Nog een oefening, nu met iemand anders erbij.
Vraag iemand die je in vertrouwen kunt nemen om je bij deze oefening te helpen. Het beste kun je iemand vragen waarvan je weet dat ze enige afstand kunnen bewaren of in elk geval neutraal zullen reageren.
Dus niet bijvoorbeeld je moeder of je partner, als je weet dat die er een bepaald gevoel bij zullen uiten.

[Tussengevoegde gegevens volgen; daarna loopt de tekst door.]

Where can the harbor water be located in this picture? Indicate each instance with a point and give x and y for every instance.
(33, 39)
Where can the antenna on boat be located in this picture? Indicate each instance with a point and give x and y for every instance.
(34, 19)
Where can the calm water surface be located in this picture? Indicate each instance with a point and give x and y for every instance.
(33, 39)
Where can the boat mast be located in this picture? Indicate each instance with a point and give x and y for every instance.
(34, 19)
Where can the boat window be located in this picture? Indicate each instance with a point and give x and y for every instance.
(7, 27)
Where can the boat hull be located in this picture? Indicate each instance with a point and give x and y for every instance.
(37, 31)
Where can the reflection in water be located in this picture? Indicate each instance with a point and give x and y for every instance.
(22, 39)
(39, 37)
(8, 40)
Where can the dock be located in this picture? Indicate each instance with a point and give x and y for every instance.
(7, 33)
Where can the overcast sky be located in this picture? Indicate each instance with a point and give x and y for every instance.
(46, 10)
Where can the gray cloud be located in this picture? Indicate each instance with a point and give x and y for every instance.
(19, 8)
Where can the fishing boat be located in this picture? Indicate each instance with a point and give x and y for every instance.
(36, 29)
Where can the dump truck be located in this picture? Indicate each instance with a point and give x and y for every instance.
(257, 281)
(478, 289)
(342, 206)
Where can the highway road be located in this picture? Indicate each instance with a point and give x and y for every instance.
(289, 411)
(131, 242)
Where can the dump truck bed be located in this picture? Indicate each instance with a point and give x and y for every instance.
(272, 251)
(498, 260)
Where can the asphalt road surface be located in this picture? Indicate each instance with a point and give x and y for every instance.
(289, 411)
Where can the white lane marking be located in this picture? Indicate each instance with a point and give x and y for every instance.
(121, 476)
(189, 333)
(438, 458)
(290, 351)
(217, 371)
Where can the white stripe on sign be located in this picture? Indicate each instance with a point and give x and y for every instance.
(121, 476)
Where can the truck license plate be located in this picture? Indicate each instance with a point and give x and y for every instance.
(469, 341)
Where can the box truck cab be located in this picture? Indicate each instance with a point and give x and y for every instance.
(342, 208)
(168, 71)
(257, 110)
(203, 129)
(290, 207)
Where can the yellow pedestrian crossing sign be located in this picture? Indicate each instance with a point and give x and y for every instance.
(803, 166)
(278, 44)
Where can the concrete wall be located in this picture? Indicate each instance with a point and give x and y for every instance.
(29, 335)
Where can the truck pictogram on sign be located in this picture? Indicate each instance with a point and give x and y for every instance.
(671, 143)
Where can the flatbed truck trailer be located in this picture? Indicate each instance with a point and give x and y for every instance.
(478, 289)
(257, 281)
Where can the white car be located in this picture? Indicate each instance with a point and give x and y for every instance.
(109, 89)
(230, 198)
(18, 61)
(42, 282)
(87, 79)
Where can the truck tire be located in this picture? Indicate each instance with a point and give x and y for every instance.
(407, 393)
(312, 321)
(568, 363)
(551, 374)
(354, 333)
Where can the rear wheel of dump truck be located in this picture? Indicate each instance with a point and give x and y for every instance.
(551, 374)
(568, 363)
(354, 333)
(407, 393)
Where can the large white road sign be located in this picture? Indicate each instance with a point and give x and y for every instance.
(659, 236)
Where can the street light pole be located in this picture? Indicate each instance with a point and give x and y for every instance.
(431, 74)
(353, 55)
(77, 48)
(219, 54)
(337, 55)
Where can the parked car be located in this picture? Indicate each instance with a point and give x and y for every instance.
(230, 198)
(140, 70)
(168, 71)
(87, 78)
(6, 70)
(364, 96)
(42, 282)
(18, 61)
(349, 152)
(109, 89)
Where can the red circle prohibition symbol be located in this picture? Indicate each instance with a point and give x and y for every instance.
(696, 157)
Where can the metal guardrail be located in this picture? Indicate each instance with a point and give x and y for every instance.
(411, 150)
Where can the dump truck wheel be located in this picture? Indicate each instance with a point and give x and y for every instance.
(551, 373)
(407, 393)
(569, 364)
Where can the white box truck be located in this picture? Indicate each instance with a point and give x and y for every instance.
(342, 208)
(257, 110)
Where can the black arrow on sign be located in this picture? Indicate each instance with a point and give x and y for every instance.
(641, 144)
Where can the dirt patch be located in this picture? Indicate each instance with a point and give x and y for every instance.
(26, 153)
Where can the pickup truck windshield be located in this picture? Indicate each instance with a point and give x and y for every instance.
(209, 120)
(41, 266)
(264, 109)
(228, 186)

NB: het is nadrukkelijk NIET de bedoeling dat de ander jou gaat geruststellen, overtuigen van het tegendeel of vertellen dat je wel goed, lief, leuk enzovoort bent. Daarmee helpt diegene je uiteindelijk niet!
Hij of zij helpt je ook niet door verbaasd of geschokt te reageren. Vraag hem of haar om gewoon te luisteren en niet te reageren, of hooguit met 'hm hm' of een knikje.
Vraag je 'helper' om tegenover je te komen zitten en kijk elkaar aan.
Zeg nu tegen de ander hardop elke negatieve gedachte die je over jezelf hebt.
Na elke zin pauzeer je even.
De ander herhaalt nu wat jij gezegd hebt, in de 'ik'-vorm.
Vraag de ander ook hierbij zo neutraal mogelijk te blijven, dus zo min mogelijk emotie te tonen.
Bijvoorbeeld:
Jij: "Ik ben lelijk."
De ander: "Ik ben lelijk."
Enzovoort.
Na elke uitspraak van de ander neem je even de tijd om te registreren hoe het voor jou voelt als je het de ander hoort zeggen.
Ga door totdat je niks meer kunt bedenken.
Vraag de ander nu, wederom in de 'ik'-vorm, zo goed mogelijk samen te vatten wat jij hebt gezegd en luister naar haar/hem zonder te reageren. Bijvoorbeeld:
De ander: "Ik ben stom. Ik ben lelijk. Ik kan helemaal niks. Ik ben niet belangrijk. Ik hoor er niet bij...." enzovoort enzovoort.
Registreer bij jezelf wat dit met je doet.
Hierna kun je met de ander delen wat je hebt ervaren.